Sierra Club officials pointed to an Institute for Energy Economics and Financial Analysis report showing Mississippi Power’s Kemper County coal plant was in “far worse shape” than the company was letting on in its public updates.
“The analysis reveals that the plant, with its untested gasification technology, is behind schedule in both engineering and construction and at less than 50% complete, is likely to see further delays and cost overruns,” the group said.
It also cited the IEEFA’s David Schlissel, who said evidence showed the plant was more expensive and taking “substantially longer” to construct than it and the Public Service Commission had planned.
“Looking at a similar plant in Indiana [Duke Energy’s Edwardsport IGCC], there’s a strong likelihood that Kemper’s costs will continue to rise and delays will continue.”
According to the IEEFA report, the Indiana plant is two years ahead on the planning schedule than Kemper and is more than $US1 billion over budget.

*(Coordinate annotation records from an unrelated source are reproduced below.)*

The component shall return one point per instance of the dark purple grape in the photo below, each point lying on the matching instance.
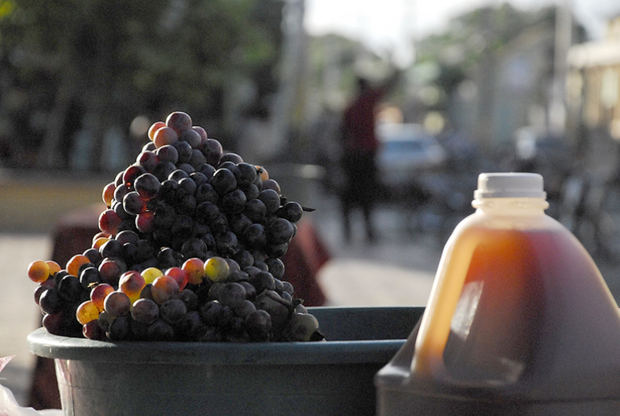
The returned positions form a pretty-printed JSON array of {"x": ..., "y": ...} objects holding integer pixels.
[
  {"x": 133, "y": 204},
  {"x": 223, "y": 181},
  {"x": 145, "y": 222},
  {"x": 187, "y": 185},
  {"x": 271, "y": 199},
  {"x": 144, "y": 250},
  {"x": 247, "y": 173},
  {"x": 168, "y": 190},
  {"x": 145, "y": 311},
  {"x": 200, "y": 229},
  {"x": 130, "y": 251},
  {"x": 209, "y": 240},
  {"x": 231, "y": 157},
  {"x": 278, "y": 309},
  {"x": 206, "y": 192},
  {"x": 238, "y": 223},
  {"x": 279, "y": 230},
  {"x": 147, "y": 160},
  {"x": 210, "y": 312},
  {"x": 166, "y": 258},
  {"x": 38, "y": 291},
  {"x": 177, "y": 175},
  {"x": 219, "y": 225},
  {"x": 191, "y": 327},
  {"x": 119, "y": 328},
  {"x": 138, "y": 330},
  {"x": 186, "y": 205},
  {"x": 212, "y": 150},
  {"x": 206, "y": 169},
  {"x": 276, "y": 250},
  {"x": 179, "y": 121},
  {"x": 251, "y": 191},
  {"x": 276, "y": 267},
  {"x": 127, "y": 237},
  {"x": 231, "y": 167},
  {"x": 120, "y": 211},
  {"x": 160, "y": 330},
  {"x": 258, "y": 325},
  {"x": 272, "y": 184},
  {"x": 147, "y": 185},
  {"x": 117, "y": 304},
  {"x": 232, "y": 294},
  {"x": 254, "y": 235},
  {"x": 54, "y": 323},
  {"x": 199, "y": 178},
  {"x": 255, "y": 210},
  {"x": 182, "y": 226},
  {"x": 110, "y": 270},
  {"x": 244, "y": 258},
  {"x": 250, "y": 290},
  {"x": 187, "y": 167},
  {"x": 233, "y": 202},
  {"x": 131, "y": 173},
  {"x": 202, "y": 132},
  {"x": 252, "y": 270},
  {"x": 93, "y": 255},
  {"x": 69, "y": 288},
  {"x": 263, "y": 281},
  {"x": 118, "y": 179},
  {"x": 50, "y": 302},
  {"x": 120, "y": 192},
  {"x": 287, "y": 287},
  {"x": 92, "y": 330},
  {"x": 172, "y": 310},
  {"x": 149, "y": 147},
  {"x": 192, "y": 137},
  {"x": 190, "y": 298},
  {"x": 163, "y": 170},
  {"x": 197, "y": 159},
  {"x": 167, "y": 153},
  {"x": 194, "y": 247},
  {"x": 89, "y": 276},
  {"x": 291, "y": 211},
  {"x": 227, "y": 243},
  {"x": 184, "y": 150}
]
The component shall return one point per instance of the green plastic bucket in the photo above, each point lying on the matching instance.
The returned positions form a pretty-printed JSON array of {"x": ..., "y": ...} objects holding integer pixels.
[{"x": 334, "y": 377}]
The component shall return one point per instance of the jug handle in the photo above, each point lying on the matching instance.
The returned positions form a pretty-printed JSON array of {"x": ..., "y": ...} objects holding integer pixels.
[{"x": 435, "y": 324}]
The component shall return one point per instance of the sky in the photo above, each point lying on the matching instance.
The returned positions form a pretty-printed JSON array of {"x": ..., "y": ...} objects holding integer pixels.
[{"x": 390, "y": 24}]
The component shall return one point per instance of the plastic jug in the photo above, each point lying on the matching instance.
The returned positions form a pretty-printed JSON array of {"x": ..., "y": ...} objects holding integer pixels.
[{"x": 519, "y": 319}]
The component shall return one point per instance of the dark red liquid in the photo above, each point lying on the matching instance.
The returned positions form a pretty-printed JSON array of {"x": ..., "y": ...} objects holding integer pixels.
[{"x": 533, "y": 305}]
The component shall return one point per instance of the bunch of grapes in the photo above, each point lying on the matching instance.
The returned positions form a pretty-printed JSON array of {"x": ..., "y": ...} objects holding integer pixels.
[{"x": 190, "y": 249}]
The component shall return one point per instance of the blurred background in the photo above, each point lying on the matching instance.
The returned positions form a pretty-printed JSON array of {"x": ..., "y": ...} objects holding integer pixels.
[{"x": 482, "y": 86}]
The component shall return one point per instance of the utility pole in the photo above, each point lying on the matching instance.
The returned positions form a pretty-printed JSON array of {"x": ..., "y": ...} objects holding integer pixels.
[{"x": 563, "y": 39}]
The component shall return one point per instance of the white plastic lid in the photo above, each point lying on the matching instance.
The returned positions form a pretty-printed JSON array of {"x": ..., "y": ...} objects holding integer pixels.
[{"x": 510, "y": 185}]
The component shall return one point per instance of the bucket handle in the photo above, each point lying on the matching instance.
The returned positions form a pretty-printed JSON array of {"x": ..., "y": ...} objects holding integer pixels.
[{"x": 447, "y": 287}]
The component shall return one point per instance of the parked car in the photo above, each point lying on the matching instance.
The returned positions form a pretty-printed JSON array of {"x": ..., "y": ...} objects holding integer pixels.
[{"x": 406, "y": 152}]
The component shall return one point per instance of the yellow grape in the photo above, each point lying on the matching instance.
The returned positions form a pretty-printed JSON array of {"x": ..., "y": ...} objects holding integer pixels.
[
  {"x": 38, "y": 271},
  {"x": 217, "y": 269},
  {"x": 150, "y": 274},
  {"x": 86, "y": 312}
]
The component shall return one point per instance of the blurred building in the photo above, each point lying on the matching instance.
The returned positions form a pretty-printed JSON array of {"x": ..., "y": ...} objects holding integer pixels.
[{"x": 593, "y": 98}]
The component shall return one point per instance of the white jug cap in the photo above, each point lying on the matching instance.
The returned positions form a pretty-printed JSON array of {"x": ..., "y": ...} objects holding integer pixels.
[{"x": 510, "y": 185}]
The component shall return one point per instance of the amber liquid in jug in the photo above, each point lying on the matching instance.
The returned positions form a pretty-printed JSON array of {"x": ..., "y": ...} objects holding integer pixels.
[{"x": 518, "y": 309}]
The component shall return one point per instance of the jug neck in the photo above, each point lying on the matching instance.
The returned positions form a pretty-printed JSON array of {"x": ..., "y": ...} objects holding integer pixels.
[{"x": 511, "y": 206}]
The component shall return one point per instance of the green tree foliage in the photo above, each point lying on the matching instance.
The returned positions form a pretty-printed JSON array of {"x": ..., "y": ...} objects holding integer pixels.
[{"x": 67, "y": 63}]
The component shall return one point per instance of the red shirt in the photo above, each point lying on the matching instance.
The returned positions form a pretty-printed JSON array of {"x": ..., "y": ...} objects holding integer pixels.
[{"x": 359, "y": 122}]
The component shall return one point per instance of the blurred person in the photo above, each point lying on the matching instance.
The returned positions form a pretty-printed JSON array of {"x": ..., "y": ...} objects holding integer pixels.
[{"x": 359, "y": 151}]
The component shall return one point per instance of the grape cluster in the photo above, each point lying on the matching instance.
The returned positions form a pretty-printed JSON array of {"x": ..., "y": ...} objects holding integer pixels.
[{"x": 189, "y": 249}]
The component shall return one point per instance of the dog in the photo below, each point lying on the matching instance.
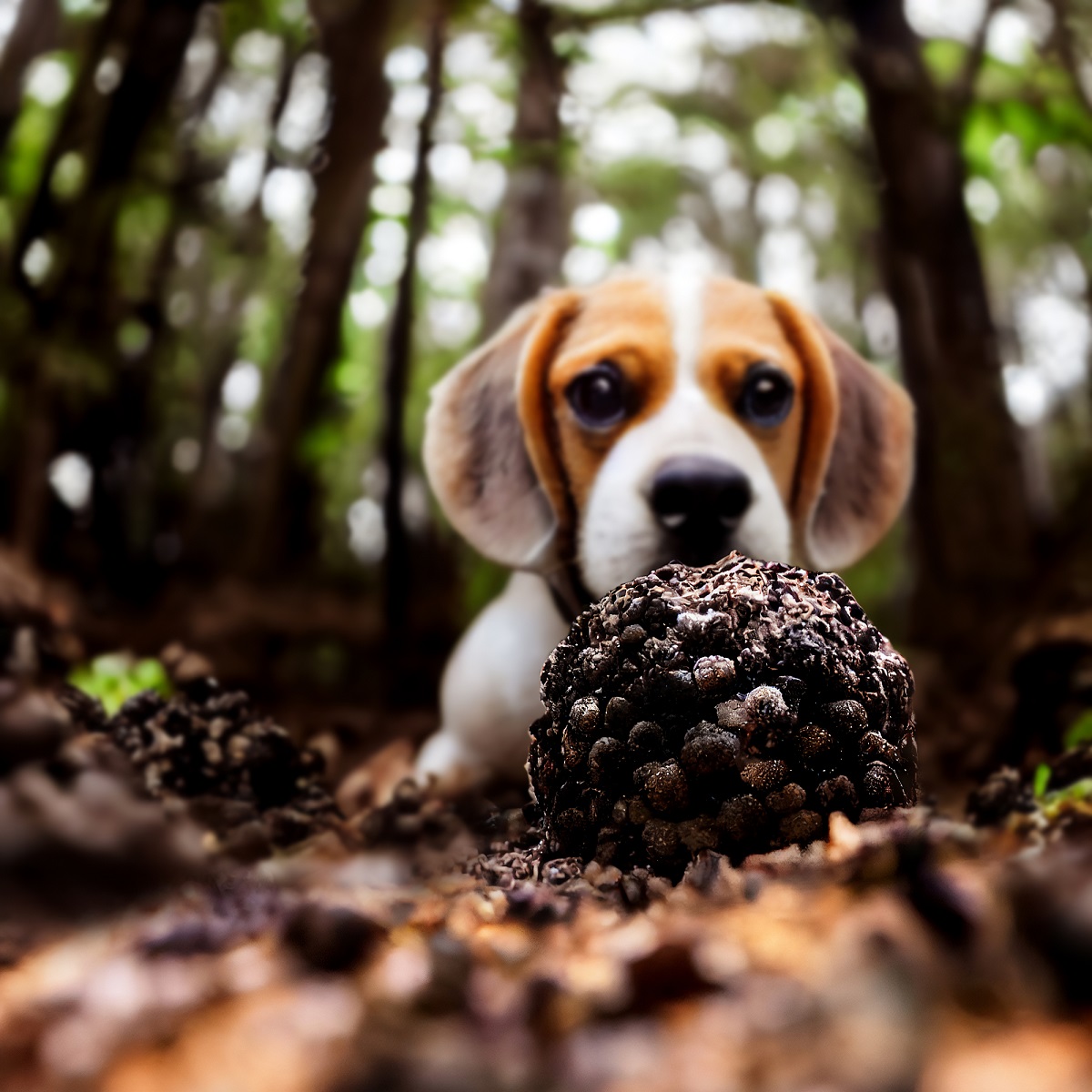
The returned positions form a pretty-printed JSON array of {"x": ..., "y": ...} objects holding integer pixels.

It too, the groups said, was well behind schedule.
“The picture is not nearly as rosy as Mississippi Power spokespeople would have the public believe,” Schlissel said.
“The Kemper plant will already be a serious burden for ratepayers and, if trends continue, the financial impacts will be disastrous.”
The Sierra Club noted in a statement that, according to the report’s findings, direct construction costs were 20% higher than Mississippi Power predicted in 2010 when it was being PSC certified. A recent review by the commission’s independent monitor showed concrete work at Kemper was 23 percentage points behind schedule on July 31 and steel work was 10 percentage points behind.
“Sierra Club has fought this dirty, expensive, and unnecessary plant because in the end, Mississippi families and businesses will be forced to shell out, at present, $3.62 billion dollars and rising, to build a plant that is already hundreds of millions over budget and is not guaranteed to work on day one,” Mississippi Sierra Club state director Louie Miller said.
“The commonsense solution is to run Kemper off of natural gas.”
Mississippi Power spokesman Jeff Shepherd told regional newspaper the Sun Herald that the comments were “part of an ongoing campaign by this special interest group and its out-of-state, energy industry opponents” to block the plant’s construction.
He said the lawsuit the Sierra Club had brought against the planned facility was at the center of increased costs for the plant, to the tune of more than $300 million.
“The ratepayers of Mississippi will have the Sierra Club to thank for unnecessary increases that affect customers' bills,” Shepherd said.
Shepherd, who said the environmentalists were misleading the public by estimating the plant’s costs at $2.62 billion, told the newspaper that Mississippi Power would complete and operate the plant while maintaining affordable costs for customers.
“The project is more than 70 per cent complete and on schedule," he said.